Not only are the chum salmon late, but fewer are showing up. The fewest ever, in fact, according to sonar counters near the mouth of the Yukon River.

Not only are the chum salmon late, but fewer are showing up.

The fewest ever, in fact, according to sonar counters near the mouth of the Yukon River.

Only 173,500 chum have shown up, less than 35 per cent of the yearly average of 487,000.

“If this holds up, it’s not looking to be a very good return this year,” said Sandy Johnston, lead scientist for the Yukon branch of the Department of Fisheries and Oceans.

All along the river, test fisheries have been coming up short.

Just outside Fairbanks, the Rampart Rapids fishwheel would normally have seen 90,500 chum.
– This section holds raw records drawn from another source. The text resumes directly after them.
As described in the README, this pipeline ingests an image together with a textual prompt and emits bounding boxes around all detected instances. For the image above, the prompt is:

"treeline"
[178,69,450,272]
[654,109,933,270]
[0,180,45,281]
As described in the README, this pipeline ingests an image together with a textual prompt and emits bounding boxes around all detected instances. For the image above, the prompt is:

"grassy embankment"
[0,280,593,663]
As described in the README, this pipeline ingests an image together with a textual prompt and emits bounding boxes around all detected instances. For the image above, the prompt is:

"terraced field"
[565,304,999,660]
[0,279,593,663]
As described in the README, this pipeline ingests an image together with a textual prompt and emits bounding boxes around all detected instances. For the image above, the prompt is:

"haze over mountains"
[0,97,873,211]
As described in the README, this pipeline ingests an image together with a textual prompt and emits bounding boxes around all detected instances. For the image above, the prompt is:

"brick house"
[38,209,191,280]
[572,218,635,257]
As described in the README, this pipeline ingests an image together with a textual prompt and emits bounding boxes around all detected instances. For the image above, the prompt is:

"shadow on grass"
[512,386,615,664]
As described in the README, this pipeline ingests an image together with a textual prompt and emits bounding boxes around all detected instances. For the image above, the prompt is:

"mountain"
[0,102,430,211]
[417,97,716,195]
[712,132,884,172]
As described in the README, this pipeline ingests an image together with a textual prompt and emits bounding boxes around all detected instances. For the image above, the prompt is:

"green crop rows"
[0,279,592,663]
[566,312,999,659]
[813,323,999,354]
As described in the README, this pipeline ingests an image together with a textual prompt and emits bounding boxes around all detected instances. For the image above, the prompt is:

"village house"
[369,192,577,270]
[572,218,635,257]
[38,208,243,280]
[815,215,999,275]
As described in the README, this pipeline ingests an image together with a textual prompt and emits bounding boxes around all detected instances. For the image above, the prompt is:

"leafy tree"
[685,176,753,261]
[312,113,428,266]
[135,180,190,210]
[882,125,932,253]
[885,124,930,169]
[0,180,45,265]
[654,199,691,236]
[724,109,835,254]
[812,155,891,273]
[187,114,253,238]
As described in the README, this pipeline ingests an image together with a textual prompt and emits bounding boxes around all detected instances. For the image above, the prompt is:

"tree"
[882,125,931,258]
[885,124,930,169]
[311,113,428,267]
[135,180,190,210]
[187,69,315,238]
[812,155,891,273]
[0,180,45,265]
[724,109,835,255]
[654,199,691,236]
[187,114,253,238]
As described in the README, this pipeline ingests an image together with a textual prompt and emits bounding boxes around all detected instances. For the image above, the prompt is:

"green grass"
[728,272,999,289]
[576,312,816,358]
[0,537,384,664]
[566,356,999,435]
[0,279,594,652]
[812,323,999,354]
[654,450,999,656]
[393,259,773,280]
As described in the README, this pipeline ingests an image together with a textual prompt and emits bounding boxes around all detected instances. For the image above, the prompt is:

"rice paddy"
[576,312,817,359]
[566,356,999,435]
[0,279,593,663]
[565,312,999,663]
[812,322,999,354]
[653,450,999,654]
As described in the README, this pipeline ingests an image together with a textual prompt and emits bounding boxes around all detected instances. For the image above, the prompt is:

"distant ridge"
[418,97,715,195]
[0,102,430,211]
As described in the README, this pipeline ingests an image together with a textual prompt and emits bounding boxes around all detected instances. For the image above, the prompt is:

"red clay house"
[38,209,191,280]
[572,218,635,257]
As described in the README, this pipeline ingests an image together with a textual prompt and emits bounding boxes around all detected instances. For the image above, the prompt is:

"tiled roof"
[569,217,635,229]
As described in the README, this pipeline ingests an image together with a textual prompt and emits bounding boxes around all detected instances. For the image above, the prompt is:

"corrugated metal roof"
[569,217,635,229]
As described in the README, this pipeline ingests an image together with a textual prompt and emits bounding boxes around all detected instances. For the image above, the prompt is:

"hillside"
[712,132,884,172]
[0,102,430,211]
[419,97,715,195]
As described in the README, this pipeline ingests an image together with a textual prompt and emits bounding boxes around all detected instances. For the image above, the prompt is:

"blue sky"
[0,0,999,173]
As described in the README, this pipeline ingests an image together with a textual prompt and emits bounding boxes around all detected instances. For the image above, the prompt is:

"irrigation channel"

This year, only 3,700 chum have been counted.

Chum salmon are often referred to as dog salmon, based on the fish’s primary use as sled-dog food.

“Five to 10 per cent of my fish go for human food, and the rest go for dog food,” said Sebastian Jones, a Dawson-based commercial fisher.

A “dedicated” chum fisher, Jones will typically bring in 2,000 to 3,000 chum salmon.

More and more, however, chinook-starved fishers have been putting chum on their dinner plates.

Chum are a great “alternate” to chinook, said Jones.

Less oily, chum fare better in the smokehouse – which makes for better jerky, he said.

“There’s a lot of people who have been fishing chum, especially in light of previous years where the chinook numbers have been so depressed,” said James MacDonald, director of fish and wildlife for the Tr’ondek Hwech’in.

“This year, that’s just not the case,” said MacDonald.

Knee-deep in chinook this year, Dawsonites are once again chucking their chum to the dogs.

Only four years ago, chum had flocked to the Yukon River in record numbers.

In 2005, more than 1.3 million fish made the upriver journey.

Surprisingly, this year’s chum are the offspring of that record-breaking year.

“Overcrowding” in 2005 likely caused the brood to plummet, said Johnston.

“Traditional science would say that because of that record return, you wouldn’t expect many to come back,” he said.

Chum are often overshadowed by their more glamorous chinook cousins.

Sport fishers will go for sockeye, coho, spring and chinook salmon – but never chum.

They’re almost half the size, for one thing.

And pound for pound, the less-oily chum also fetch less at fish markets.

At the supermarket, chum can often be seen packaged in low-priced tins labelled “keta salmon.”

“It’s a glamour thing as much as anything else, plus the commercial value of (chinook),” said Jones.

With chinook returns projected to remain low, chum will increasingly be supplementing the freezers of Yukon River fishers.

“It’s a perfectly good salmon, it doesn’t taste bad,” said Jones.

In Alaska, subsistence fishers were counting on chum to supplement their lowest-ever chinook harvest.

Chinook-poor Alaskan villagers now find themselves lacking for food, and cash for heating oil.

Many are already bracing for another humanitarian crisis this winter.

“If we have a low fall chum run it’s going to be the nail in the coffin for a bunch of us,” said Andy Bassich, a resident of Eagle, Alaska, in comments to the Anchorage Daily News.